Test-Time Tuned Language Models Enable End-to-end De Novo Molecular Structure Generation from MS/MS Spectra

Tandem Mass Spectrometry is a cornerstone technique for identifying unknown small molecules in fields such as metabolomics, natural product discovery and environmental analysis. However, certain aspects, such as the probabilistic fragmentation process and size of the chemical space, make structure elucidation from such spectra highly challenging, particularly when there is a shift between the deployment and training conditions. Current methods rely on database matching of previously observed spectra of known molecules and multi-step pipelines that require intermediate fingerprint prediction or expensive fragment annotations. We introduce a novel end-to-end framework based on a transformer model that directly generates molecular structures from an input tandem mass spectrum and its corresponding molecular formula, thereby eliminating the need for manual annotations and intermediate steps, while leveraging transfer learning from simulated data. To further address the challenge of out-of-distribution spectra, we introduce a test-time tuning strategy that dynamically adapts the pre-trained model to novel experimental data. Our approach achieves a Top-1 accuracy of 3.16% on the MassSpecGym benchmark and 12.88% on the NPLIB1 datasets, considerably outperforming conventional fine-tuning. Baseline approaches are also surpassed by 27% and 67% respectively. Even when the exact reference structure is not recovered, the generated candidates are chemically informative, exhibiting high structural plausibility as reflected by strong Tanimoto similarity to the ground truth. Notably, we observe a relative improvement in average Tanimoto similarity of 83% on NPLIB1 and 64% on MassSpecGym compared to state-of-the-art methods. Our framework combines simplicity with adaptability, generating accurate molecular candidates that offer valuable guidance for expert interpretation of unseen spectra.
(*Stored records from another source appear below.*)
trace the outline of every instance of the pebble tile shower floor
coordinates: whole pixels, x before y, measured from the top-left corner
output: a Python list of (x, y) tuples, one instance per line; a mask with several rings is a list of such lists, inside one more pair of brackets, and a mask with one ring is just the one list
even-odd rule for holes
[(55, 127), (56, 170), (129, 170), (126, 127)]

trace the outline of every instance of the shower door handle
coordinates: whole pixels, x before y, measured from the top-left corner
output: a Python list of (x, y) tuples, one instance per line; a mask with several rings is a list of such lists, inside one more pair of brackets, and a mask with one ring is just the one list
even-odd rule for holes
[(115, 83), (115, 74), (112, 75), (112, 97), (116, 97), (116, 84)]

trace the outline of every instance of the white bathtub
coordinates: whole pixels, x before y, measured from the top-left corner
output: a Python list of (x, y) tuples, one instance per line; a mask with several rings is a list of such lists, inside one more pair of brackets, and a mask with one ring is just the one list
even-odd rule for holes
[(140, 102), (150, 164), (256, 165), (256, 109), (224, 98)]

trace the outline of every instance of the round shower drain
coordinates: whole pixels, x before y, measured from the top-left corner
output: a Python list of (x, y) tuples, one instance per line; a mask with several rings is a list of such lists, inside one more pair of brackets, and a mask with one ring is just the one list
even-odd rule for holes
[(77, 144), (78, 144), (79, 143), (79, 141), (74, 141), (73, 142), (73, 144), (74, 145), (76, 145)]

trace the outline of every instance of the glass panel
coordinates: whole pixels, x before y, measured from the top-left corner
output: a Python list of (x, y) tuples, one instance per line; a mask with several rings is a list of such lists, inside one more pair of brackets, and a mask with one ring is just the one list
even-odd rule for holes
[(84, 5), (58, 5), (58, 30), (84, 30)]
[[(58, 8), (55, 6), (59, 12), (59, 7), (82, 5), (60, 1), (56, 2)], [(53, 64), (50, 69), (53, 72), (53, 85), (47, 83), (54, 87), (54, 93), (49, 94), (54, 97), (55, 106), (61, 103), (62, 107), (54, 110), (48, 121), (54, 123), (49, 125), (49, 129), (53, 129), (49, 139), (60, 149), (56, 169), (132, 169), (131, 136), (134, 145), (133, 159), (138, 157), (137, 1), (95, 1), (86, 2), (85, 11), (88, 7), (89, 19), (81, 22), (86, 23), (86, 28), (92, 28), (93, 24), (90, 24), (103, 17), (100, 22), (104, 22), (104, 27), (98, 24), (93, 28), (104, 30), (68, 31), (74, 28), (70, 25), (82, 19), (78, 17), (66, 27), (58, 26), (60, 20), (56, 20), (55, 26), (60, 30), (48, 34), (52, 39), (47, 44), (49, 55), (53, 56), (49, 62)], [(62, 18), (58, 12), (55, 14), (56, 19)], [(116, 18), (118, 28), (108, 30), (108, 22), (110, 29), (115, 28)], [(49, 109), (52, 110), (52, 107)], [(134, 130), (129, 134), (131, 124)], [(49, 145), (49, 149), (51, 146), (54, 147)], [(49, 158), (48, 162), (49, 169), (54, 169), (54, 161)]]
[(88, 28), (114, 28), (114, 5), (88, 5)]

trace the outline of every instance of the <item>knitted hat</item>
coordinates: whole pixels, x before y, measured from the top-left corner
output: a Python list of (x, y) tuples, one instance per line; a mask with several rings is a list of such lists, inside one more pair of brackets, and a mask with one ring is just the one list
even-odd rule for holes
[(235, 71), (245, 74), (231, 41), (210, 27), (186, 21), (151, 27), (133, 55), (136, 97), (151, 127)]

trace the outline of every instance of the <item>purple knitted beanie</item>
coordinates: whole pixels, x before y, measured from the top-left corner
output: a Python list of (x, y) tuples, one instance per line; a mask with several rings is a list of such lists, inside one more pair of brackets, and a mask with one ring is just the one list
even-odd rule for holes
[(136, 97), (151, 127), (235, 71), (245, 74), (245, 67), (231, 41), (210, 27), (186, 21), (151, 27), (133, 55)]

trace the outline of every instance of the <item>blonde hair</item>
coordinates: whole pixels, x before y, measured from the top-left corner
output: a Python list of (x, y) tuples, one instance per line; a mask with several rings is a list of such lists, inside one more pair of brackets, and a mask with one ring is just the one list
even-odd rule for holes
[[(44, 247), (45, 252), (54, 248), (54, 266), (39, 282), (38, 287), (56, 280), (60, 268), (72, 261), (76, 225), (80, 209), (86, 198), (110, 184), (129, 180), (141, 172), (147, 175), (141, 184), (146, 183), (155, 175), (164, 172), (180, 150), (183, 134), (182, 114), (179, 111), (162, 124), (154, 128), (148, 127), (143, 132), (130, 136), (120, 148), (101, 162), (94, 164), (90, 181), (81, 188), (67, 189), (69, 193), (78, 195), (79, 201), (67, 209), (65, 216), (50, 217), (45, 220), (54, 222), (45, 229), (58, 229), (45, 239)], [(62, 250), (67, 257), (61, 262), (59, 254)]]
翻译：串联质谱是代谢组学、天然产物发现和环境分析等领域中鉴定未知小分子的基石技术。然而，其概率性裂解过程及化学空间规模等因素，使得从这类谱图中解析结构极具挑战性，尤其在部署条件与训练条件存在分布偏移时更为突出。现有方法依赖于已知分子已观测谱图的数据库匹配，以及需要中间指纹预测或昂贵碎片注释的多步骤流程。本文提出一种基于Transformer模型的端到端新框架，可直接从输入的串联质谱图及其对应分子式生成分子结构，从而在利用模拟数据迁移学习的同时，消除了人工注释与中间步骤的需求。为应对分布外谱图的挑战，我们进一步引入测试时调优策略，使预训练模型能够动态适应新的实验数据。本方法在MassSpecGym基准测试中达到3.16%的Top-1准确率，在NPLIB1数据集中达到12.88%的准确率，显著优于传统微调方法，并分别以27%和67%的优势超越基线方法。即使未能完全复原精确参考结构，生成的候选分子仍具有化学信息价值，展现出较高的结构合理性——其与真实结构的Tanimoto相似度指标充分反映了这一特性。值得注意的是，相较于现有最优方法，我们在NPLIB1数据集上实现了平均Tanimoto相似度83%的相对提升，在MassSpecGym上实现了64%的提升。本框架兼具简洁性与适应性，能生成准确的分子候选结构，为专家解析未知谱图提供重要参考依据。